Byte fallback is the safety net. When a character isn’t in the vocabulary and the tokenizer isn’t byte-level, it must handle the unknown. Some tokenizers emit an [UNK] token and destroy information. SentencePiece offers an alternative: it falls back to UTF-8 byte representations, encoding any character as a sequence of byte tokens. This is how SentencePiece achieves language-agnostic coverage — it treats whitespace as an explicit character and handles any script without language-specific preprocessing (Google’s GitHub).

Tokenizer pipeline diagram showing pre-tokenization, vocabulary lookup, merge rules, and byte fallback stages with BPE, WordPiece, and Unigram algorithm branches
The four pipeline stages that transform raw text into token IDs before any neural network computation begins.

What Your Vocabulary Table Predicts About Model Failures

The implications run in one direction: from tokenizer to model, never the reverse.

If you switch from a character-level vocabulary to a BPE vocabulary with tens of thousands of merges, expect the same text to compress into fewer tokens — meaning more text fits in the context window, but each token carries more ambiguity. If you expand the vocabulary further (as with GPT-4o’s o200k_base encoding), you gain even more compression but increase the embedding matrix size proportionally. Every vocabulary expansion is a bet that the compression benefit outweighs the parameter cost.
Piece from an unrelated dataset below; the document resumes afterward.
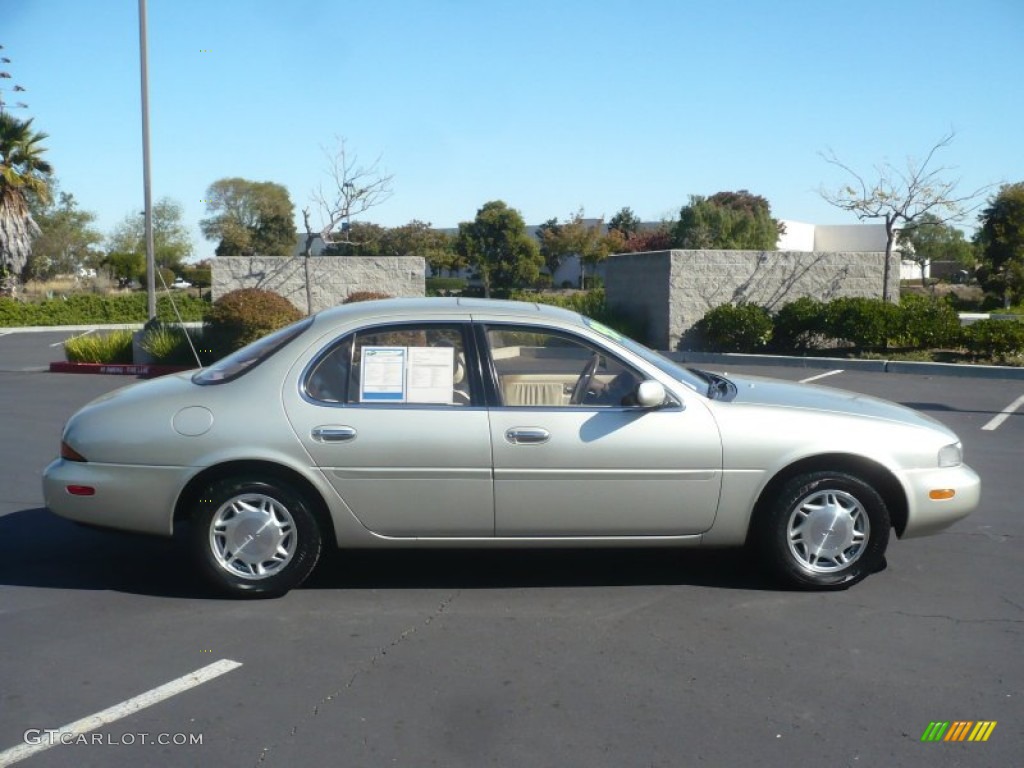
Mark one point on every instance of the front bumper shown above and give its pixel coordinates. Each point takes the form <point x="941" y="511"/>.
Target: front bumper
<point x="927" y="515"/>
<point x="127" y="497"/>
If a language is underrepresented in the training corpus, expect its words to fragment into many small tokens. A five-character Hindi word might consume several tokens while a five-character English word consumes one. The model doesn’t “know” Hindi less — it sees Hindi through a lower-resolution lens. The quality ceiling is set before the first attention layer fires.

If you encounter a model producing bizarre outputs for specific inputs — nonsense completions, refusal to engage, repetitive loops — check the tokenizer first. Glitch tokens are vocabulary entries that appeared in training data with pathological frequency patterns, creating attractors in embedding space that distort nearby representations. The model isn’t broken. The vocabulary table contains a trap.

Rule of thumb: When debugging unexpected model behavior, inspect the tokenization before inspecting the model. Run the text through tiktoken (v0.12.0, OpenAI’s GitHub) or HuggingFace’s tokenizers library (v0.22.2, PyPI) and count the tokens. If the count surprises you, the model was surprised first.

When it breaks: Tokenizers fail at distribution boundaries — languages, scripts, or domains absent from the training corpus produce fragmented, high-token-count encodings that degrade model performance proportionally. No amount of fine-tuning fixes a vocabulary that doesn’t contain the right subwords.

The Data Says

Tokenizer architecture is not a preprocessing detail. It is the first model of language that the neural network inherits — a fixed lens that determines resolution, coverage, and failure modes before any parameter learning begins. BPE, WordPiece, and Unigram each embody a different philosophy of compression, and that philosophy propagates through every attention layer above.